Our So Cal Fibershed chapter has been looking for ways to engage more meaningfully with indigenous peoples and practices of the region we also call home.
We began with a simple acknowledgement of our location, in time and space, on the unceded, ancestral, and traditional lands of the Tongva and Gabrielino peoples. We are inviting indigenous authors, artists, scholars to speak, and we are seeking out research and resources to learn from and to share.
One such platform is UCLA’s Mapping Indigenous LA project. Some notes from their website are copied below for context. And a link to the site for more content and context.

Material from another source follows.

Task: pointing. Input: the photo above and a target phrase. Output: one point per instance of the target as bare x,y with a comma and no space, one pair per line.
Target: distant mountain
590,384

In this project we aim to provide a digital map of the layered, sedimented geographies of Indigenous Los Angeles through digital storytelling and community-based research collaboration. Our project includes the Gabrielino/Tongva and Tataviam, the first people of Los Angeles, who struggle for recognition of their sacred spaces and their political rights, American Indians who were displaced through governmental policies, as well as the indigenous diasporas from Latin America (LAID) and Oceania (AP) — people displaced by militarism, neoliberal economic policies, and overlapping colonial histories.
Mapping Indigenous LA provides a research tool that allowing local communities to research their own history and add relevant documents, photography, and digital stories of importance to telling their histories and the stories of places within Los Angeles. We provide a platform to facilitate understanding of how the rich diversity of indigenous histories of the city intersect and to see each community’s history within in its own interactive map.